As will be shown later, it is easy to be misled
in these matters, but I cannot help believing that this volume, which
looks as if it had been re-bound, is the one Thomas Bewick mentions in
his _Memoir_ as having been his companion in those speculative
wanderings over the Town Moor or the Elswick Fields, when, as an
apprentice, he planned his future _a la_ Franklin, and devised schemes
for his conduct in life. In attaining Cornaro's tale of years he did not
succeed; though he seems to have faithfully practised the periods of
abstinence enjoined (but probably not observed) by another of the "noble
Venetian's" professed admirers, Mr. Addison of the _Spectator_.
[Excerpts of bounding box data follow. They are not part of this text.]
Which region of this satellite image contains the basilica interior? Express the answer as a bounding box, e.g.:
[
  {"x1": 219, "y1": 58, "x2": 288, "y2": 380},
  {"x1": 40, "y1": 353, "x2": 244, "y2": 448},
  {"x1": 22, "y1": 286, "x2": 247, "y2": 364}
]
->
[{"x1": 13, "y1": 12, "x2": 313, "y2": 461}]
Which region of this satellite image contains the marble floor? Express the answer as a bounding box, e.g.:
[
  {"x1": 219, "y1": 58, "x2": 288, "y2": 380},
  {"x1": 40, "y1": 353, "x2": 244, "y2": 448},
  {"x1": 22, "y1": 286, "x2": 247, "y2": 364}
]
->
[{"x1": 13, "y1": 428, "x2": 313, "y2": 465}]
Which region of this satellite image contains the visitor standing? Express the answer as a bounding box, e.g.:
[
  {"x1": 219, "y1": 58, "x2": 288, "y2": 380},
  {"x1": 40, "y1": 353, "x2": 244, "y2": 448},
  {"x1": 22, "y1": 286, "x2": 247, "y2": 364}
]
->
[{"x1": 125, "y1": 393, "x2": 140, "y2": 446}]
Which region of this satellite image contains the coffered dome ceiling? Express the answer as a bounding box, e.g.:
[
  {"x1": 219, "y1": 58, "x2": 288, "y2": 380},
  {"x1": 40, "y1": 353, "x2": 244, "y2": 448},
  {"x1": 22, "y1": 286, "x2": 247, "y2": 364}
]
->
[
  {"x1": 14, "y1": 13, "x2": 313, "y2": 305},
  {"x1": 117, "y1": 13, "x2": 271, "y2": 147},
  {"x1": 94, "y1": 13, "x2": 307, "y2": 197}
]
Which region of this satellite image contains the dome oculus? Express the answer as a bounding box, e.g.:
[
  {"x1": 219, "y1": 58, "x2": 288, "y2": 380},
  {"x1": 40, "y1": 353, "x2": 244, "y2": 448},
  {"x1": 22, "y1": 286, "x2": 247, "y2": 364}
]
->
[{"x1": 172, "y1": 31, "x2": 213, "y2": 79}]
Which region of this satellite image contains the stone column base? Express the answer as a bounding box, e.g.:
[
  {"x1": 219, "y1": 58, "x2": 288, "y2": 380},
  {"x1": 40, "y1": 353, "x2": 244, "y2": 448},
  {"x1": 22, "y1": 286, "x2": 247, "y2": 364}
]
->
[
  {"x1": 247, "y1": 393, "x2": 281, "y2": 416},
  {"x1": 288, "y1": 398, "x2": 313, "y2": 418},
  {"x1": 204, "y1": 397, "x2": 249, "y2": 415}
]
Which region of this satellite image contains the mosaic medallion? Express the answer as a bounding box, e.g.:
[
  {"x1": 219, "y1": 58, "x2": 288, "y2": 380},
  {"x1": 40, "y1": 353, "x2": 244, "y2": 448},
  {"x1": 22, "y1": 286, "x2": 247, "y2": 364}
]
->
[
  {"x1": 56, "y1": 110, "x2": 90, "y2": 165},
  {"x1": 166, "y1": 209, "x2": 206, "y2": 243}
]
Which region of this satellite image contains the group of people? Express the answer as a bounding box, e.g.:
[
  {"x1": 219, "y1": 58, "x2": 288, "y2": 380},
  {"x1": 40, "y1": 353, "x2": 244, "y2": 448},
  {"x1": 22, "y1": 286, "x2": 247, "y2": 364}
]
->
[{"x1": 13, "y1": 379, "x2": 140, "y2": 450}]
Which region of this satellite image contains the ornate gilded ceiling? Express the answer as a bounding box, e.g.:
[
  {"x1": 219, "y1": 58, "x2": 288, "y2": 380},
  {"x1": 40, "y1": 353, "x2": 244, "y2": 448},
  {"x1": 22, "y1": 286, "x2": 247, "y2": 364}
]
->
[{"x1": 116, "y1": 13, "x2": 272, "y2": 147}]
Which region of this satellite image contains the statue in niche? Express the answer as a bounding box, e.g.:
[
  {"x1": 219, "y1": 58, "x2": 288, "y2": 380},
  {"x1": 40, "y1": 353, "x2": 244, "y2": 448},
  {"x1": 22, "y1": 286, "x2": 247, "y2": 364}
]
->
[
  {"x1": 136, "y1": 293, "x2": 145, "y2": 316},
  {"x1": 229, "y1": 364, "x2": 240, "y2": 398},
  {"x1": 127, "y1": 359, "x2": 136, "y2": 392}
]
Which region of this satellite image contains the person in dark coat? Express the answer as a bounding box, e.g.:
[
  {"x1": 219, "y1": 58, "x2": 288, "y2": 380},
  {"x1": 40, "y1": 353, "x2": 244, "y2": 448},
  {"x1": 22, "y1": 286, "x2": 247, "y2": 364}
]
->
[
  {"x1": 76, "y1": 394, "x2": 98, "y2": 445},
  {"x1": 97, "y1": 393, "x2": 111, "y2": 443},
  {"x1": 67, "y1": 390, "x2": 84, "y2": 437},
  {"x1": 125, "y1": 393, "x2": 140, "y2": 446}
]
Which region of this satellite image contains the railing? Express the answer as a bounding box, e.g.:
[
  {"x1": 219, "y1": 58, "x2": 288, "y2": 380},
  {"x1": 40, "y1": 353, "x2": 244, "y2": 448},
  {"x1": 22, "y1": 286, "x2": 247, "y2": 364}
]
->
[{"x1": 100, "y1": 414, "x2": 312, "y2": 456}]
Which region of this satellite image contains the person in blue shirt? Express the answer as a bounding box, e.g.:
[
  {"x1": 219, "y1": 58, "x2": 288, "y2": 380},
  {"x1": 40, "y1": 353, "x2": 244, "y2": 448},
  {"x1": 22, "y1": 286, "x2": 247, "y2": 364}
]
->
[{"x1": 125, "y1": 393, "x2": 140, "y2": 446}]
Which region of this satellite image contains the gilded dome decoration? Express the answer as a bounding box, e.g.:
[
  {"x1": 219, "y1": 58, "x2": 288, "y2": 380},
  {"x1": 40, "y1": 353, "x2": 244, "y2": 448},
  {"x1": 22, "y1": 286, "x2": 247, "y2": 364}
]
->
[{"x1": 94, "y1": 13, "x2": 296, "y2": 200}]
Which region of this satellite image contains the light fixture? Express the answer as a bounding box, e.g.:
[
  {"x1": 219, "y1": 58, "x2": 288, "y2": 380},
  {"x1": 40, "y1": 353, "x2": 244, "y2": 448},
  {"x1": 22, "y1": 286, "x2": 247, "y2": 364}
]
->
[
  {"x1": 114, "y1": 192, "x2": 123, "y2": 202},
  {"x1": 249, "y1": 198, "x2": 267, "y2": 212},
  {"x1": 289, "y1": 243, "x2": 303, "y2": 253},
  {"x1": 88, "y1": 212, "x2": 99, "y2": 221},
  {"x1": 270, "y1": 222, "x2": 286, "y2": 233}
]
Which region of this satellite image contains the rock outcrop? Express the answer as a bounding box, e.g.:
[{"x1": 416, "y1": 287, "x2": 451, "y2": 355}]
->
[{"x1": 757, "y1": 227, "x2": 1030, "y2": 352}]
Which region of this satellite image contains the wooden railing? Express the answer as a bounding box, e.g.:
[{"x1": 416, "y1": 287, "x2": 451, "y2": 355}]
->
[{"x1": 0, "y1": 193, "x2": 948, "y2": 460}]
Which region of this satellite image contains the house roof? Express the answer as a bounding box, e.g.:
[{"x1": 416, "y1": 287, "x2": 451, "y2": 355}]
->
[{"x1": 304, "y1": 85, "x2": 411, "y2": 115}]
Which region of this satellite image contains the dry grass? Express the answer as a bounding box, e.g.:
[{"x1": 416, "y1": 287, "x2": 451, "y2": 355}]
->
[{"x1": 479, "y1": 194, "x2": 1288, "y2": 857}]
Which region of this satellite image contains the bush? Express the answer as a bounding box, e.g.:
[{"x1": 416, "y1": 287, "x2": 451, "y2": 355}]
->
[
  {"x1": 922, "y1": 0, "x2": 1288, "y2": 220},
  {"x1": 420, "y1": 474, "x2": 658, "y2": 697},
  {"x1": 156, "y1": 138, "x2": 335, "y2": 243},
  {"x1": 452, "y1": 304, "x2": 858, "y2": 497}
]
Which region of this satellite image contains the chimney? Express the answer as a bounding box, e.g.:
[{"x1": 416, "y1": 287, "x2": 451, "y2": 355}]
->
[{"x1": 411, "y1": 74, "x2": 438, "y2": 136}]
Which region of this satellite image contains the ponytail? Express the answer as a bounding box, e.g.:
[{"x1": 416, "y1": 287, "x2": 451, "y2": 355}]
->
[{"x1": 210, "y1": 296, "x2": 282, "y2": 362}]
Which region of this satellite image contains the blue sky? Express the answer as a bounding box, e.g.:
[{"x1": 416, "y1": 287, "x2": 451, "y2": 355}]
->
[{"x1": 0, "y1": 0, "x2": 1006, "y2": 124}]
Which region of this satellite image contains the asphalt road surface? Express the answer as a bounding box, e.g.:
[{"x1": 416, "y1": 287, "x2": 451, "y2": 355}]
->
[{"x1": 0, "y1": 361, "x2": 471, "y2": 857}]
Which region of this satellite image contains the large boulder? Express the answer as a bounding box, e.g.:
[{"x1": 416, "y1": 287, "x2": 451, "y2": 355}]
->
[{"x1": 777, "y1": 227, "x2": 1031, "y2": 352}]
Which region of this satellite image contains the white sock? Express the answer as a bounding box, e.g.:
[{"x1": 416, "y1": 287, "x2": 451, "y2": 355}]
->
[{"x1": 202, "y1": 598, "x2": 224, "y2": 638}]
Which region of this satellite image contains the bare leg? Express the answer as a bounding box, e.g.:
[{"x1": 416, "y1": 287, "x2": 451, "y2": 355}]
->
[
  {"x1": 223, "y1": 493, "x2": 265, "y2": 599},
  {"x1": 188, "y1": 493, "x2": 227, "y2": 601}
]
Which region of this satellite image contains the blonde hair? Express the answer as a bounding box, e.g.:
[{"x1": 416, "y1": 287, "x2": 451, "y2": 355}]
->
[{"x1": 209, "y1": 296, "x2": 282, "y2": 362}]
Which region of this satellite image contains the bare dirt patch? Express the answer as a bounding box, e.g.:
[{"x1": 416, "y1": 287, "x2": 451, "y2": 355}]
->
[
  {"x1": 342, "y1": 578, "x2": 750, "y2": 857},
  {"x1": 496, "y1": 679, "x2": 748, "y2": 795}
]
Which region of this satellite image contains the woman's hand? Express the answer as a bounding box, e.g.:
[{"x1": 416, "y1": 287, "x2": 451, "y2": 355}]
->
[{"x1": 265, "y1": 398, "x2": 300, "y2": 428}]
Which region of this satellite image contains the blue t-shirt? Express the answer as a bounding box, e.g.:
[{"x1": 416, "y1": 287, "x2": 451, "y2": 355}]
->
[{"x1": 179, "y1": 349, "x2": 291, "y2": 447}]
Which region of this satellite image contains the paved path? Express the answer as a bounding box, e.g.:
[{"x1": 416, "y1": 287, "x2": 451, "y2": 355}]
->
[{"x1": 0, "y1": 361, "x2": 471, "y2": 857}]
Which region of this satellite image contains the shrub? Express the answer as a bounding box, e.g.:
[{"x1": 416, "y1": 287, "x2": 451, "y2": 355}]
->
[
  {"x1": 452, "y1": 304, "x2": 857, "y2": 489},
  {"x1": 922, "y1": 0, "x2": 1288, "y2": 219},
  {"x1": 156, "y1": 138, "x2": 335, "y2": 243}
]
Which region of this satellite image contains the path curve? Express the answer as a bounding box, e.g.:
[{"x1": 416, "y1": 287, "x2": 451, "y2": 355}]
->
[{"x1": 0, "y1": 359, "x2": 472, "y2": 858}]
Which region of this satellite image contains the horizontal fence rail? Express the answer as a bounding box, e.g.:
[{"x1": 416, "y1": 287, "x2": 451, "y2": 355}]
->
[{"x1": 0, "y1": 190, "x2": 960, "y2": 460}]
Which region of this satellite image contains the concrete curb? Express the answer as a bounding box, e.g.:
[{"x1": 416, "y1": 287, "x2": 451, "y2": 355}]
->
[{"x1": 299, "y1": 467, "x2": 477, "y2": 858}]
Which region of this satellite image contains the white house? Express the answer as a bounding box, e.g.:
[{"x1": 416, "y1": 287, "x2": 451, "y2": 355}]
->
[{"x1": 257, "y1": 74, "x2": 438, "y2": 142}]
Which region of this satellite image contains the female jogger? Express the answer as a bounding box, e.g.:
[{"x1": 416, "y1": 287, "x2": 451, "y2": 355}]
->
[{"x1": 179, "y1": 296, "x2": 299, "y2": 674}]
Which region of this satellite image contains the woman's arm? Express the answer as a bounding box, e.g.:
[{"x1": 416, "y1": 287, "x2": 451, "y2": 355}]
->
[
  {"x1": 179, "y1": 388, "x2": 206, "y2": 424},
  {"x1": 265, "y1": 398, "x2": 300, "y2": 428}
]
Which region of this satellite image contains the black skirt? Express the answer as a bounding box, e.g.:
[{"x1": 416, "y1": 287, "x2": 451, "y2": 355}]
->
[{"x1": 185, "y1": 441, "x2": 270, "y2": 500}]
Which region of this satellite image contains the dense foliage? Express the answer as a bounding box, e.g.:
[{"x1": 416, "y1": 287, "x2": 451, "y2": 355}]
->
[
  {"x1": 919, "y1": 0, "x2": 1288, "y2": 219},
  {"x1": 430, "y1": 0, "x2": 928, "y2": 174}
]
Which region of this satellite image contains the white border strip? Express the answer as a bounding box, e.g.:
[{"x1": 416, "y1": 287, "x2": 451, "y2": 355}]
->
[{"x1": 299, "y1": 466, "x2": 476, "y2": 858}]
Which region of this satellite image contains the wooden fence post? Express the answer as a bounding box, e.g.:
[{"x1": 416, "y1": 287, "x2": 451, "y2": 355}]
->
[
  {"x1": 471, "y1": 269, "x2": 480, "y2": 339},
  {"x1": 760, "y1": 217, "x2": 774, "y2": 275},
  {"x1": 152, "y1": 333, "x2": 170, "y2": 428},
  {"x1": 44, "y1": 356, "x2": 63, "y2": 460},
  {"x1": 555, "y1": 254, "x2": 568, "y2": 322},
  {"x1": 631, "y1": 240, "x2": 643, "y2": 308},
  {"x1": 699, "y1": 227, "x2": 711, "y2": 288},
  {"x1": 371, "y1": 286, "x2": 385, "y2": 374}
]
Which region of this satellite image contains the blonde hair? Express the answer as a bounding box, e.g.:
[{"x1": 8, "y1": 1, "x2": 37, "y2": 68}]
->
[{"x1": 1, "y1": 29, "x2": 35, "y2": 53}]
If I have admitted a momentary misgiving as to the authenticity of the
foregoing relic of the "father of white line," there can be none about
the next item to which I now come. Once, on a Westminster bookstall,
long since disappeared, I found a copy of a seventh edition of the
_Pursuits of Literature_ of T.J. Mathias, Queen Charlotte's Treasurer's
Clerk. Brutally cut down by the binder, that _durus arator_ had
unexpectedly spared a solitary page for its manuscript comment, which
was thoughtfully turned up and folded in. It was a note to this couplet
in Mathias, his Dialogue II.:--
From Bewick's magick wood throw borrow'd rays
O'er many a page in gorgeous Bulmer's blaze,--
"gorgeous Bulmer" (the epithet is over-coloured!) being the William
Bulmer who, in 1795, issued the _Poems of Goldsmith and Parnell_.